Despite all of the “winning the hearts and minds” blather, it was impossible to conceal a more ruthless motive behind the release of the photos—namely, to intimidate and terrorize the Iraqi people and show in the most graphic manner possible who is “boss” in the new Iraq.

There are indications that the pressure to release the photos came primarily from the White House and the civilian leadership of the Pentagon, headed by Rumsfeld, not the military. On Wednesday, Lt. Gen. Ricardo Sanchez, the commanding Army officer in Iraq, told reporters the military was reluctant to release the grisly images. He was doubtless concerned about the ramifications of issuing the photos for the safety of American soldiers on the ground.

But that evening, Rumsfeld told reporters, “There will be pictures released,” and on Thursday he claimed responsibility for the decision to release them.

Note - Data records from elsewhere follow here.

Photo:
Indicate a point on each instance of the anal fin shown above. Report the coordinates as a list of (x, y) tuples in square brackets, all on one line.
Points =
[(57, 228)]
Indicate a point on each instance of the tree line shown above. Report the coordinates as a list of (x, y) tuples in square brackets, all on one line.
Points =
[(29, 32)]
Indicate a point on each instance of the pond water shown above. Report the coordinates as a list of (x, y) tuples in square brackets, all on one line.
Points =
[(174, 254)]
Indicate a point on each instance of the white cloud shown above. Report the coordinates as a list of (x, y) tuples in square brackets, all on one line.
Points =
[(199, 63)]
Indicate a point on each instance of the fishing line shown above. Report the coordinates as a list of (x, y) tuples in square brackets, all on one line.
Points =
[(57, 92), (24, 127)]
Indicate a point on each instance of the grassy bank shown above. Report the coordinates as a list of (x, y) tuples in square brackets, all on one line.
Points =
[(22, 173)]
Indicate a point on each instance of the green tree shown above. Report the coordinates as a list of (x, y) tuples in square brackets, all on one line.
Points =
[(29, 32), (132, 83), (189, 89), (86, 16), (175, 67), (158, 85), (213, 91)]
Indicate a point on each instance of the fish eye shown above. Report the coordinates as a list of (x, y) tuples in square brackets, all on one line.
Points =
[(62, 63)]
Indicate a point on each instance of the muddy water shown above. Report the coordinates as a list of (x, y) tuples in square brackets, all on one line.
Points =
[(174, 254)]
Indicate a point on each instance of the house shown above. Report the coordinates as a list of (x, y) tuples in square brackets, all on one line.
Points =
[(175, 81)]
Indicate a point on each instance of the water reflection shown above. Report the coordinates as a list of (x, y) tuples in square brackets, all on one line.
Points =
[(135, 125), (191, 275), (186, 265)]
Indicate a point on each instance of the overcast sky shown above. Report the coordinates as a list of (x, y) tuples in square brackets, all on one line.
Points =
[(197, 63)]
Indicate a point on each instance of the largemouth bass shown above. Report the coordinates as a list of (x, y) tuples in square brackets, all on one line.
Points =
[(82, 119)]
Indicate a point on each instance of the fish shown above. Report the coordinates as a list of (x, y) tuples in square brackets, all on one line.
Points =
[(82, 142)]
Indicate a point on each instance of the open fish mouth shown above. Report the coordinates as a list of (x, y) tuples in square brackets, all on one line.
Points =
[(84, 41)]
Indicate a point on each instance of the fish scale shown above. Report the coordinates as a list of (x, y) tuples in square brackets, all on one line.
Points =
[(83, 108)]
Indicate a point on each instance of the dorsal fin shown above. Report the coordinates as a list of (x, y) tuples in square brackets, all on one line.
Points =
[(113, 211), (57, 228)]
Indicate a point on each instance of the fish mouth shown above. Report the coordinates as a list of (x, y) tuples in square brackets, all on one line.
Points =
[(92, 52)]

Significantly, the photographs were issued by Bremer, an appointee of the White House, not by the Army.

Militarism and criminality

The fact that those who wield power in Washington are blind to the mass revulsion that will arise in response to the showing of these photos highlights the insular and degenerate character of the American ruling elite. These traits are concentrated in the man who sits atop the government.

The political calculations of Bush and his associates, such as his chief adviser Karl Rove, are of the most crude and backward sort. It is no exaggeration to say they reflect a criminal mentality.

Bush’s inner circle was intimately involved in the decision to massacre the Hussein sons and release the photos of their corpses. They believed that such a “success” would reverse the unfavorable political momentum of recent weeks, which have seen a mushrooming controversy over administration lies, mounting US casualties in Iraq, and a failing economy—the combined effect of which has been reflected in plummeting poll numbers for Bush.

The New York Times reflected the thinking in the White House in a July 24 article headlined, “Deaths of Hussein’s Sons Allow Change of Subject.” The author wrote: “With the deaths of Saddam Hussein’s sons on Tuesday in Iraq, a bad political month for President Bush got palpably better.” The author went on to write that “privately, advisers to the White House said the development marked an important turn of fortune...” He quoted a top Republican adviser as saying, “But the death of the Hussein brothers has a tactical political meaning because it changes the subject from the 16 words in the State of the Union.”

Role of the media

It will come as no surprise to those—the vast majority—who retain a sense of humanity and have not lost their political bearings that the American media played a particularly despicable role in these events. On Thursday morning, Jerry Nachman, the editor-in-chief of MSNBC, the cable news network jointly controlled by NBC and Microsoft, indulged in commentary with overtly racist overtones while photos of the shattered corpses played across the TV screen.

Nachman justified the showing of the photos on the grounds that the US was obliged to tailor its tactics to the mentality of the Arab people, who, he declared, routinely witnessed public executions and had come to expect public beheadings. He was seconded by the pundit of the moment, Con Coughlin, author of a book entitled Saddam: King of Terror. Coughlin opined that the display of the photos would “win respect for the Americans” in the Arab world.

On CNN, moderator Wolf Blitzer opened up the telephone lines for comments from the public, and was taken aback when the first caller denounced the broadcast of the photos as a moral abomination, and reminded him that among those killed in the American assault on Tuesday was the 14-year-old son of Qusay Hussein, Mustapha. “Why don’t you show his photo too?” she demanded.

It should be recalled that during the US invasion, the Bush administration publicly denounced the Arabic network Al-Jazeerah for displaying photos of American soldiers killed and taken captive by Iraqi forces, calling it a flagrant violation of international law. The White House demanded that US media outlets refuse to broadcast or publish the photos, and the major media meekly complied.

The contrast to the media’s current role in emblazoning the photos of the dead Hussein brothers at the behest of the government only underscores its corruption and subservience to political reaction and the Bush White House.